2. In a Year A parallel to this story, where Matthew adds Peter trying to walk on water, I see the water imagery in the biblical convention of floods of water as a cover for violence. The sermon with a Girardian theme (from 2002) is "Faith Is Rising Above the Stormy Seas of Violence." For more on water imagery for violence in the Bible see the page for that week, Proper 14A.

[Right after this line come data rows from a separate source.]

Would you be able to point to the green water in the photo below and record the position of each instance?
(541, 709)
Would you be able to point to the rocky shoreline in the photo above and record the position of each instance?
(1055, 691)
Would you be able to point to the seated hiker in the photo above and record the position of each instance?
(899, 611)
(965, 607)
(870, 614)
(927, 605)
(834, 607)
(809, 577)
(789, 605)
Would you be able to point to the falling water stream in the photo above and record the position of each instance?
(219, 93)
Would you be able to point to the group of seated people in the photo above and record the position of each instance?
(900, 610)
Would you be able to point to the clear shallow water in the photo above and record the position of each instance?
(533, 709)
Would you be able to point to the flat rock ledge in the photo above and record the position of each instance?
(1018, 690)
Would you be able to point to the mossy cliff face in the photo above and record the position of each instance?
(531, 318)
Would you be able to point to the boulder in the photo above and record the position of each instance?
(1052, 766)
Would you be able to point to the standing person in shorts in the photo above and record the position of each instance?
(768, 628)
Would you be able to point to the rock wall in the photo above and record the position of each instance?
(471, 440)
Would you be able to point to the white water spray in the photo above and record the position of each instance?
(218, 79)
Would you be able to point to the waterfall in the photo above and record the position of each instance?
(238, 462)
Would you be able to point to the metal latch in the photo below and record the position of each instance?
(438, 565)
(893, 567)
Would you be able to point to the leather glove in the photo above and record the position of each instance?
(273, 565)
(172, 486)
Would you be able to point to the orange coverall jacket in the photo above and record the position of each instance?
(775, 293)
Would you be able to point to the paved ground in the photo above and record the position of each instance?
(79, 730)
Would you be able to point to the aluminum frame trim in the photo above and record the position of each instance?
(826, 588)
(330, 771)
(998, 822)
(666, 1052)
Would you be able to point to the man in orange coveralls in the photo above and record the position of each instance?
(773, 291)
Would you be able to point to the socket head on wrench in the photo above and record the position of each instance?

3. Is this story a foil for the one in the garden of Gethsemane? In the latter story it is the disciples who are asleep at a time of need. We can compare the disciples reaction of panic in the storm narrative -- "Do you not care that we are perishing? -- with Jesus words of preparation: "I am deeply grieved, even to death; remain here, and keep awake." He then has to chide them to stay awake. Another difference is that with the sea and wind, Jesus is in control and can bring peace. But with the scapegoating mechanism, he is relinquishing control and letting it overwhelm him as the way to bring peace. It is immediately after the garden scene that the disciples prove themselves to be rocky soil, falling away as persecution arrives.